AMBER trajectory coordinate frames are based on a custom Timestep object.

class MDAnalysis.coordinates.TRJ.Timestep(n_atoms, **kwargs)[source]

AMBER trajectory Timestep.

The Timestep can be initialized with arg being an integer (the number of atoms) and an optional keyword argument velocities to allocate space for both coordinates and velocities;

Changed in version 0.10.0: Added ability to contain Forces

Create a Timestep, representing a frame of a trajectory

Parameters:
  • n_atoms (int) – The total number of atoms this Timestep describes
  • positions (bool, optional) – Whether this Timestep has position information [True]
  • velocities (bool (optional)) – Whether this Timestep has velocity information [False]
  • forces (bool (optional)) – Whether this Timestep has force information [False]
  • reader (Reader (optional)) – A weak reference to the owning Reader. Used for when attributes require trajectory manipulation (e.g. dt)
  • dt (float (optional)) – The time difference between frames (ps). If time is set, then dt will be ignored.
  • time_offset (float (optional)) – The starting time from which to calculate time (in ps)
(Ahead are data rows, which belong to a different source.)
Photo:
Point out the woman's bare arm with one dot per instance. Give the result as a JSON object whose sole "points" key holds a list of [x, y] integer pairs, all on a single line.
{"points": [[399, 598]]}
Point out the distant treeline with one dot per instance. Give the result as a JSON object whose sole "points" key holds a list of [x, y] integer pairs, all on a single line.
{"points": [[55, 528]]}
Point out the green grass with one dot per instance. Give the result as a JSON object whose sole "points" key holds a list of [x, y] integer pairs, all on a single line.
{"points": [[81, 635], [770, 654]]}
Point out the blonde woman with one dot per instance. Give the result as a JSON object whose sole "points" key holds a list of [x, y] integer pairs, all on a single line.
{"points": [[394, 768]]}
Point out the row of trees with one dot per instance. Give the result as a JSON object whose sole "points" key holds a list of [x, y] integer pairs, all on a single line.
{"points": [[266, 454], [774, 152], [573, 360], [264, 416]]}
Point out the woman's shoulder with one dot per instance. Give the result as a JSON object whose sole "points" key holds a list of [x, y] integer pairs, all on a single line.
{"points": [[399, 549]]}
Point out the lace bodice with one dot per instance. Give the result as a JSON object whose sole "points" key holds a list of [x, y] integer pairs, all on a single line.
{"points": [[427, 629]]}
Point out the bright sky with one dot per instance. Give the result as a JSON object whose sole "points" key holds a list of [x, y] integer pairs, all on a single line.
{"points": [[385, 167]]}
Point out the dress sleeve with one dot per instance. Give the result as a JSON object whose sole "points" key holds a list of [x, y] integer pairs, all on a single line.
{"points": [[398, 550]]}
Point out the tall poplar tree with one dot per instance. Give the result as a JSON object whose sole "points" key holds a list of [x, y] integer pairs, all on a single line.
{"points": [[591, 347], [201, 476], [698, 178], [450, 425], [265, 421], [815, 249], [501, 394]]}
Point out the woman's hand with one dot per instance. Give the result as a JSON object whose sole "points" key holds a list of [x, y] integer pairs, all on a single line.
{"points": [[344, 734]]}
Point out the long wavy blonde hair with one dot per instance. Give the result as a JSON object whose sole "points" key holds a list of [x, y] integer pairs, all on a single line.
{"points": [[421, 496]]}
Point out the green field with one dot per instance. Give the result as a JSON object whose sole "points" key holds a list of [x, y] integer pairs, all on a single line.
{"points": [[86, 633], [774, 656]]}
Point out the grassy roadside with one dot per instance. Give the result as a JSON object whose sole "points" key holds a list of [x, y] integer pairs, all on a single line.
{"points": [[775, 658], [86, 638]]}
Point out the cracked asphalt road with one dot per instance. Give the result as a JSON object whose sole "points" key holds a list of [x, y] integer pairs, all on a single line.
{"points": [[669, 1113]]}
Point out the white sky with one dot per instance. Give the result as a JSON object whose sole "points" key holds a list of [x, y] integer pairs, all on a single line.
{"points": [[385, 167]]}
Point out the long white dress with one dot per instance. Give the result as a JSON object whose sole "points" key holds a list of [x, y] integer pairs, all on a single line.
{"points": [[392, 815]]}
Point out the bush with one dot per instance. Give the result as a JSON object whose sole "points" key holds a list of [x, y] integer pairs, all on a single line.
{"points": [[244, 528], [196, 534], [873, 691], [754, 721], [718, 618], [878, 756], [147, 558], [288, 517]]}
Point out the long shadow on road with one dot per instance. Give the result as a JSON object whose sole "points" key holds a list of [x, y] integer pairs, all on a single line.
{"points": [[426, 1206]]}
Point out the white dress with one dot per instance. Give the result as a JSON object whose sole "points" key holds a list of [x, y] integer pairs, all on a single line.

Changed in version 0.11.0: Added keywords for positions, velocities and forces. Can add and remove position/velocity/force information by using the has_* attribute.

_pos

coordinates of the atoms as a numpy.ndarray of shape (n_atoms, 3)

_velocities

velocities of the atoms as a numpy.ndarray of shape (n_atoms, 3); only available if the trajectory contains velocities or if the velocities = True keyword has been supplied.

_forces

forces of the atoms as a numpy.ndarray of shape (n_atoms, 3); only available if the trajectory contains forces or if the forces = True keyword has been supplied.

6.17.1. Binary NetCDF trajectories

The AMBER netcdf format make use of NetCDF (Network Common Data Form) format. Such binary trajectories are recognized in MDAnalysis by the ‘.ncdf’ suffix and read by the NCDFReader.

Binary trajectories can also contain velocities and forces, and can record the exact time step. In principle, the trajectories can be in different units than the AMBER defaults of ångström and picoseconds but at the moment MDAnalysis only supports those and will raise a NotImplementedError if anything else is detected.

class MDAnalysis.coordinates.TRJ.NCDFReader(filename, n_atoms=None, mmap=None, **kwargs)[source]

Reader for AMBER NETCDF format (version 1.0).

AMBER binary trajectories are automatically recognised by the file extension “.ncdf”.

The number of atoms (n_atoms) does not have to be provided as it can be read from the trajectory. The trajectory reader can randomly access frames and therefore supports direct indexing (with 0-based frame indices) and full-feature trajectory iteration, including slicing.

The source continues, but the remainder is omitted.